Earth’s Treasures Are Heaven’s Junk
Homily for Friday of the Eleventh Week in Ordinary Time
Preached on June 18, 2010 at Holy Spirit Parish/The Newman Center at the University of Kentucky, Lexington KY
Readings: 2 Kings 11:1-4, 9-18, 20; Psalm 132:11-14, 17-18; Matthew 6:19-23
Something happened to me after I had to move three times in three years: I got tired of packing and I started throwing out things that I would not have thought of discarding three years before. Perhaps the hassle of packing and moving finally forced me to sift through the junk that I had been keeping and identify the things that I truly treasured. I found myself asking, “Do I really need these? And, if I think I do, do I really want to risk breaking my back carrying them to my next assignment?”
I would like to think that God sends me so often on the move so that I will remember to ask myself those questions. Yet, as soon as I stay in the same place for more than a day, I find myself collecting clutter all over again. I suppose that storing stuff somehow creates this illusion of stability: I get fooled into thinking that, because everything in my life changes, I need to have something to show for myself. I forget that earth’s treasures are but Heaven’s junk, that none of the things that I prize so much today will matter at all for eternity. So, the Lord keeps admonishing me to stop storing up treasures on earth that moth and decay can destroy, that thieves can break in and steal (cf. Mt. 6:19), that when packed and moved can break my back. He reminds me that He had made me to be more than just a pack-rat.

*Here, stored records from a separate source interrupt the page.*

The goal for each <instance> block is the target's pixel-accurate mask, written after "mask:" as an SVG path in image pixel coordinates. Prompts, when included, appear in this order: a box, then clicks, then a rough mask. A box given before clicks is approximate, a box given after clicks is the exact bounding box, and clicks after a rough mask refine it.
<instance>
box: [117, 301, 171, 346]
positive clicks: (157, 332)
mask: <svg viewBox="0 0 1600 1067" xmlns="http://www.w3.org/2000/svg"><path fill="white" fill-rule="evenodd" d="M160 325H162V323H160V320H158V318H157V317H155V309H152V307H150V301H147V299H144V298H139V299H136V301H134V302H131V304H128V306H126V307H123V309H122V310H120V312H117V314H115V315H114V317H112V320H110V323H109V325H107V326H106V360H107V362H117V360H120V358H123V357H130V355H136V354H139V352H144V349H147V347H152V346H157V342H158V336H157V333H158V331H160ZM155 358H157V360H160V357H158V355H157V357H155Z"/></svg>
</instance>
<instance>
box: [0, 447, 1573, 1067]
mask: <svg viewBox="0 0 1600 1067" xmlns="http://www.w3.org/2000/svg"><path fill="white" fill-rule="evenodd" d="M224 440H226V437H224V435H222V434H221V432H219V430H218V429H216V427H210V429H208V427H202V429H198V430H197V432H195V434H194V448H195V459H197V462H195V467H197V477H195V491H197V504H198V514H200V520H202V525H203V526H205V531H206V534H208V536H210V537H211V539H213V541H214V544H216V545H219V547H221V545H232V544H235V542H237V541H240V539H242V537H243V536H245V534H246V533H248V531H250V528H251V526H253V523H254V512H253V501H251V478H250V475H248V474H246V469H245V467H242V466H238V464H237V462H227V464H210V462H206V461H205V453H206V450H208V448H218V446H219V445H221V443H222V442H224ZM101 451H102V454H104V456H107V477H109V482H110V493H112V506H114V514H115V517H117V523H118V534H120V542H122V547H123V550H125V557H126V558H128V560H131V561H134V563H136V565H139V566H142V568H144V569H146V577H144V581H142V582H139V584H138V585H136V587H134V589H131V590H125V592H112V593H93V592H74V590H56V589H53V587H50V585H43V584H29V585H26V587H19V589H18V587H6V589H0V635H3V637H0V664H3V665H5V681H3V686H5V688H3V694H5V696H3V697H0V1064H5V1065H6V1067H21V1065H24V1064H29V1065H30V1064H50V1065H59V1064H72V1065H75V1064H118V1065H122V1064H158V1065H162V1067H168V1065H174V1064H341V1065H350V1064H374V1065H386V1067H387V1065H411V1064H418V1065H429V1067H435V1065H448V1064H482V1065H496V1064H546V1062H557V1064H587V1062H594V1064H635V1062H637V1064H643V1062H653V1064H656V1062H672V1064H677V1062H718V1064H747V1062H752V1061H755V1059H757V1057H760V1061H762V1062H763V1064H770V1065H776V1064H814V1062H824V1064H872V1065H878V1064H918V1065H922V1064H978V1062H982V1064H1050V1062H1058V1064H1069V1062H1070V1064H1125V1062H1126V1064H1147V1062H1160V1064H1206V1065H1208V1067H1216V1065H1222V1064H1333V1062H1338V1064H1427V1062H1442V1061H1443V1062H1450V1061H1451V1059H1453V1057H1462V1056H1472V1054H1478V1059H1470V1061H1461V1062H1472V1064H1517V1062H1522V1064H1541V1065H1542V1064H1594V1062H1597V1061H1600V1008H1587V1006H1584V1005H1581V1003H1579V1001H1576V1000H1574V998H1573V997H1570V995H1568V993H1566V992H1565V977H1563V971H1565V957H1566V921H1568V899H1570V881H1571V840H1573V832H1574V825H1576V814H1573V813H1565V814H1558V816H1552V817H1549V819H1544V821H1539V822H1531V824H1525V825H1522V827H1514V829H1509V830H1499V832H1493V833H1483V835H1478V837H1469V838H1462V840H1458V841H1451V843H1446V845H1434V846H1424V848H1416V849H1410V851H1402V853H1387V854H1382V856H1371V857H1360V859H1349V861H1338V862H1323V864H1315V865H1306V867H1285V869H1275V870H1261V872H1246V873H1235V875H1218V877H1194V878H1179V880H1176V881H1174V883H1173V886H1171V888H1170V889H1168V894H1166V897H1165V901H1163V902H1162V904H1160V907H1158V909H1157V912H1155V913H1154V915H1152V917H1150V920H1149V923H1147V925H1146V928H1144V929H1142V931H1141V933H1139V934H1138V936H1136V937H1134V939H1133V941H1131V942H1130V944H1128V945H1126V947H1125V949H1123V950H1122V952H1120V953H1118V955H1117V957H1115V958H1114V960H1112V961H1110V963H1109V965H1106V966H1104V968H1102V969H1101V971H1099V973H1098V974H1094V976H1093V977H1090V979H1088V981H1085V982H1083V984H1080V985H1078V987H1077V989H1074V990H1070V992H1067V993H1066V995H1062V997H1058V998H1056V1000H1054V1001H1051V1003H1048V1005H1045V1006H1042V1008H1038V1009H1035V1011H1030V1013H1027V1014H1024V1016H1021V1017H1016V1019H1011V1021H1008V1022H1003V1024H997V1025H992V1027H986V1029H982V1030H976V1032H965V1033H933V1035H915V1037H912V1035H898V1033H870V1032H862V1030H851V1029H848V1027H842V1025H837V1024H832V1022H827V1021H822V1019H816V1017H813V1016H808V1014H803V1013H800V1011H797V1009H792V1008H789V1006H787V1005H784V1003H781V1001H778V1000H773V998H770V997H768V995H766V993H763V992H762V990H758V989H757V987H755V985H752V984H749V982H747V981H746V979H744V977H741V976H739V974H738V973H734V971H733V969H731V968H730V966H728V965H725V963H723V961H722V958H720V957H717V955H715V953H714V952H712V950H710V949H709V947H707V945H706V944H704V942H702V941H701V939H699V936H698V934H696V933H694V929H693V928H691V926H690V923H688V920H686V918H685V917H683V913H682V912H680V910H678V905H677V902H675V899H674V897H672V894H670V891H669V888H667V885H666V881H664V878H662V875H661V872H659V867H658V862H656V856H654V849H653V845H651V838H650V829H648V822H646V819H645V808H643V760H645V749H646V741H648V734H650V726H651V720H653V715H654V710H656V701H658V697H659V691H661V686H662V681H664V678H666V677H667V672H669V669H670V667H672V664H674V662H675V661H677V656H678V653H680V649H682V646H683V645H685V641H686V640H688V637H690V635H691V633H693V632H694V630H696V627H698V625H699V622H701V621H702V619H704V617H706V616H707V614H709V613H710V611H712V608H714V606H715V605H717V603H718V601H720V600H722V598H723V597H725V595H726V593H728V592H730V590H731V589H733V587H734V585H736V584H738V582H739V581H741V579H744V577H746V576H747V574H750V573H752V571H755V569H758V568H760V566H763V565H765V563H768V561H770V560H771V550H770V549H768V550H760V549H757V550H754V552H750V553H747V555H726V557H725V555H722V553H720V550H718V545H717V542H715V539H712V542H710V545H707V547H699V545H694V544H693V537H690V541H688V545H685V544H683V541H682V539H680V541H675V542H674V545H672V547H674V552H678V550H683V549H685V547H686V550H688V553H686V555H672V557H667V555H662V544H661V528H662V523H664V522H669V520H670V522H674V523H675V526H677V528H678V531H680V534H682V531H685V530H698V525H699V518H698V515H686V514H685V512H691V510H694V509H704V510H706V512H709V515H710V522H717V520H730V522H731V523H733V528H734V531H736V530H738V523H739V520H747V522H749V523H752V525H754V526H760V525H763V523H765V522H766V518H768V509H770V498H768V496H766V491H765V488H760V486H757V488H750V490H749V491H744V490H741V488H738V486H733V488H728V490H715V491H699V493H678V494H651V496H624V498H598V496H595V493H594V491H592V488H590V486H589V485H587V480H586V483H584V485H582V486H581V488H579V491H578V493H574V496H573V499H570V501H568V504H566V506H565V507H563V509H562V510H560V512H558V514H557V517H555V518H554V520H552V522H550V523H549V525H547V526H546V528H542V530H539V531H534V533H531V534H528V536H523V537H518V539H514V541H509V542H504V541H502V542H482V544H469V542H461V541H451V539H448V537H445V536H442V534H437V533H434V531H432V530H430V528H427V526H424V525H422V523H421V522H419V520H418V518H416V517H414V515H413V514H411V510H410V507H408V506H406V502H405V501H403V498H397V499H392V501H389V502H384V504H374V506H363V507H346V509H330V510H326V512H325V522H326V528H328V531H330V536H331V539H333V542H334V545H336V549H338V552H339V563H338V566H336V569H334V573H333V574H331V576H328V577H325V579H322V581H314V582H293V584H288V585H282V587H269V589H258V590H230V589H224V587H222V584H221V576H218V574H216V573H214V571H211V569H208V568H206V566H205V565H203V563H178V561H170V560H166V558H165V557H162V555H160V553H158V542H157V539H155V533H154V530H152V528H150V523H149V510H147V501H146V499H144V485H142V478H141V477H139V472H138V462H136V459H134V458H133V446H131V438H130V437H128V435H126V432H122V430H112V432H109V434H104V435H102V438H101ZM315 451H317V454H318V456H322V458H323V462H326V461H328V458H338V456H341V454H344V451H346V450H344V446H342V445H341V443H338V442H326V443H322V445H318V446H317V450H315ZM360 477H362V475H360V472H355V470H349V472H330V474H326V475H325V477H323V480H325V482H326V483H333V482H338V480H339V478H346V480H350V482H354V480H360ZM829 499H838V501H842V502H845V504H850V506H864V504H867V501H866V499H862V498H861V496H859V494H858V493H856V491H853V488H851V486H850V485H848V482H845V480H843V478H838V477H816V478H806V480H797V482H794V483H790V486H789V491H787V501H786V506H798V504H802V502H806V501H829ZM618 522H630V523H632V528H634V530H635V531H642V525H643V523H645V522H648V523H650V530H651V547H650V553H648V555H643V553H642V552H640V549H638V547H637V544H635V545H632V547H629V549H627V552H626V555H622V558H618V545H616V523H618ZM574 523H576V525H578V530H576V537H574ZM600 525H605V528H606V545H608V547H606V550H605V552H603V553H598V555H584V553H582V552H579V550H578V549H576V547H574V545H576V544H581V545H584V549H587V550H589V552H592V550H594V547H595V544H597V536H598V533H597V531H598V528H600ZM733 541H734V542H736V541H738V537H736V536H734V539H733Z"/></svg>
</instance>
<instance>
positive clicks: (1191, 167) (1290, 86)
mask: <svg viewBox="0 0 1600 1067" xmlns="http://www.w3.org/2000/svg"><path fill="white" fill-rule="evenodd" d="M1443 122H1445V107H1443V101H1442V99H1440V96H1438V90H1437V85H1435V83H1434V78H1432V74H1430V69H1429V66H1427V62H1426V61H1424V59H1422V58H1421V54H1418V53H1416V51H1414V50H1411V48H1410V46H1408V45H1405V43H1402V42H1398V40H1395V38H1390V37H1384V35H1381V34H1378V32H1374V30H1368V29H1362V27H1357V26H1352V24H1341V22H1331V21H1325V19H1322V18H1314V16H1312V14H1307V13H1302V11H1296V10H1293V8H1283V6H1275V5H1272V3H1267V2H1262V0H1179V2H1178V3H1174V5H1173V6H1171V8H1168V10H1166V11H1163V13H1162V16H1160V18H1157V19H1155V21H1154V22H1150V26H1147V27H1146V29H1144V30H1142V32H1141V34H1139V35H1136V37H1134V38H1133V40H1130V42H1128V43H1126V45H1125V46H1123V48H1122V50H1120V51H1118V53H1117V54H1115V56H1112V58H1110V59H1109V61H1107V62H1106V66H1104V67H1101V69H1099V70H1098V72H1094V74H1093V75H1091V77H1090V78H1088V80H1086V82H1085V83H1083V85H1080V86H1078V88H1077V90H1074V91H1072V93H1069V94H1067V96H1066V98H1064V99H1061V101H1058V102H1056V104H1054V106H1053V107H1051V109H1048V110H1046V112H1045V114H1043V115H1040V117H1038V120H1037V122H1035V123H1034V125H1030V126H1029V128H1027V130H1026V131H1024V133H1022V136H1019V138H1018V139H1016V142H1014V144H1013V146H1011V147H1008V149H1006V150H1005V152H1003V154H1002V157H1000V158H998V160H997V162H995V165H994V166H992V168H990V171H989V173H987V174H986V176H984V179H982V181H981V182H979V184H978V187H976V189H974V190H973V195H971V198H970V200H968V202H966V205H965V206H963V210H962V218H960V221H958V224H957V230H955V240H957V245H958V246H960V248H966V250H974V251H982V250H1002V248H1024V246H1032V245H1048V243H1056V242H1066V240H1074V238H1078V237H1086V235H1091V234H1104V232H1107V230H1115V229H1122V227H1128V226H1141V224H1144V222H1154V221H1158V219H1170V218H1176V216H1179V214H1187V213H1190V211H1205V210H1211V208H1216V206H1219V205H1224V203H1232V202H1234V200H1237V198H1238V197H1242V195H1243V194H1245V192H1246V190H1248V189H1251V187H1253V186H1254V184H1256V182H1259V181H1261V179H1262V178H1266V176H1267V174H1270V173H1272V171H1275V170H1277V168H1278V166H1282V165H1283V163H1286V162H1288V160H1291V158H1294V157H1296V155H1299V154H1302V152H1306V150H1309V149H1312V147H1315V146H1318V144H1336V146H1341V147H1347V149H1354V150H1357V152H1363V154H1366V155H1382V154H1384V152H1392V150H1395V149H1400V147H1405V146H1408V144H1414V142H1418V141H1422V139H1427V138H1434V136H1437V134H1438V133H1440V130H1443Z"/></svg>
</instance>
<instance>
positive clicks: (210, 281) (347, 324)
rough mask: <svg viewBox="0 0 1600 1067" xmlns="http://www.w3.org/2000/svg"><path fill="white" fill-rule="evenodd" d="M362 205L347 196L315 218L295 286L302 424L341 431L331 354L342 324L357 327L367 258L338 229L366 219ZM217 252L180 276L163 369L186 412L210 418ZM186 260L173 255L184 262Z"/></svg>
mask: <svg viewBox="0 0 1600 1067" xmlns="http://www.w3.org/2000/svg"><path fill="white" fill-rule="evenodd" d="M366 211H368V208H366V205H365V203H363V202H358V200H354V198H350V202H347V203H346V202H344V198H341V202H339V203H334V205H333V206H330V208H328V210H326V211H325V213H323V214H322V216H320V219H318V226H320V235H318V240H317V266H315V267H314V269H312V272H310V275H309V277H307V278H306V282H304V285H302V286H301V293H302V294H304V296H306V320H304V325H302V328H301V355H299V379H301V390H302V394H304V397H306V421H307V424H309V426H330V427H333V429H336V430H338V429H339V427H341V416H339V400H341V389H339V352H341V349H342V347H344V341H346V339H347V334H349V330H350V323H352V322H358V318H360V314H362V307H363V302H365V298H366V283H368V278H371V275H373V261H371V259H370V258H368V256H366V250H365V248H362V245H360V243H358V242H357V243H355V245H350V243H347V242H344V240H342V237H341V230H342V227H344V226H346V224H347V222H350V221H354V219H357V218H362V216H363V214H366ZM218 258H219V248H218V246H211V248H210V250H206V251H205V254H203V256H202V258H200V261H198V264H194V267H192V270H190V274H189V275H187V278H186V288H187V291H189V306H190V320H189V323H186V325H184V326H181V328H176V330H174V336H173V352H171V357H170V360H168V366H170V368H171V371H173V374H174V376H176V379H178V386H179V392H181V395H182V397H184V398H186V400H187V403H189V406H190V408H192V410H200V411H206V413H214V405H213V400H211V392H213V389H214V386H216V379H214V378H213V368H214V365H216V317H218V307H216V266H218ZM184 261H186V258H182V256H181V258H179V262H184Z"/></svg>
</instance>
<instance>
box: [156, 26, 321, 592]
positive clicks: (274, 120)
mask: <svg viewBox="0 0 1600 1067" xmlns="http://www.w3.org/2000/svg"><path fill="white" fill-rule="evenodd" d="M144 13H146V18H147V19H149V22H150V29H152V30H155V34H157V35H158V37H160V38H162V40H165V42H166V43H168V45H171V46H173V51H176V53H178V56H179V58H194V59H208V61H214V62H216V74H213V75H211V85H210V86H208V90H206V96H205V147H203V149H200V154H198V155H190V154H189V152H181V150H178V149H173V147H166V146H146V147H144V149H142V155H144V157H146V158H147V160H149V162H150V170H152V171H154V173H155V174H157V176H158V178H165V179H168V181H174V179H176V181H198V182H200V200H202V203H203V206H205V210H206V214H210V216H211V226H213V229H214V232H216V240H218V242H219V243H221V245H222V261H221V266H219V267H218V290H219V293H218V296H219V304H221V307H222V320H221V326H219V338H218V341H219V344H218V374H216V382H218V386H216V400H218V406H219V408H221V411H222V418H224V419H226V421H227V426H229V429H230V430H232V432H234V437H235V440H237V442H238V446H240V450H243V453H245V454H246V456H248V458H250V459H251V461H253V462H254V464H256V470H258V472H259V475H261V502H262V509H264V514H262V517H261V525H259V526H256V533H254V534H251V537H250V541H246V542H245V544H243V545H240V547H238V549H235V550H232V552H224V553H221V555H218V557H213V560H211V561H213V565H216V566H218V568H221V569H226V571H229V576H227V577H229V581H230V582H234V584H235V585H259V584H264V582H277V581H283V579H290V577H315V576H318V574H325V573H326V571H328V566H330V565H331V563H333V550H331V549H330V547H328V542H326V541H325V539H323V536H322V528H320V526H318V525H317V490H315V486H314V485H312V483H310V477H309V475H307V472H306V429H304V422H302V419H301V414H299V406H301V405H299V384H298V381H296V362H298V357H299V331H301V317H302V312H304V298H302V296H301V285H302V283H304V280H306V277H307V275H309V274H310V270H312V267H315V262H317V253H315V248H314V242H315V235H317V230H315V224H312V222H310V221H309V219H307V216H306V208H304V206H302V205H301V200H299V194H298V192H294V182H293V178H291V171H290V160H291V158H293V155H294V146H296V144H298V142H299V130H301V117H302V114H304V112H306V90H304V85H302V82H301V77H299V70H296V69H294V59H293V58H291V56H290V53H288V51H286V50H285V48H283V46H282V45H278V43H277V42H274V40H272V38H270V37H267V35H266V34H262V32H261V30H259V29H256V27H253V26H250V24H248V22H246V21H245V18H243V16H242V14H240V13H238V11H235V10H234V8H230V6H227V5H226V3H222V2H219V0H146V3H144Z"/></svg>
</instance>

In the end, when I make that final move across the threshold of death, I know that the Lord will spare me from the trouble of packing. I will pass from this life naked and empty-handed as the day I was born. None of what I have will come with me; nothing but my works will accompany me (cf. Rev. 14:13). Perhaps, that is why the Lord keeps reminding me to clean up my act while I still can. He wants me to continue storing up that treasury of good works, the only treasury worth pre-shipping to Heaven (cf. Mt. 6:20).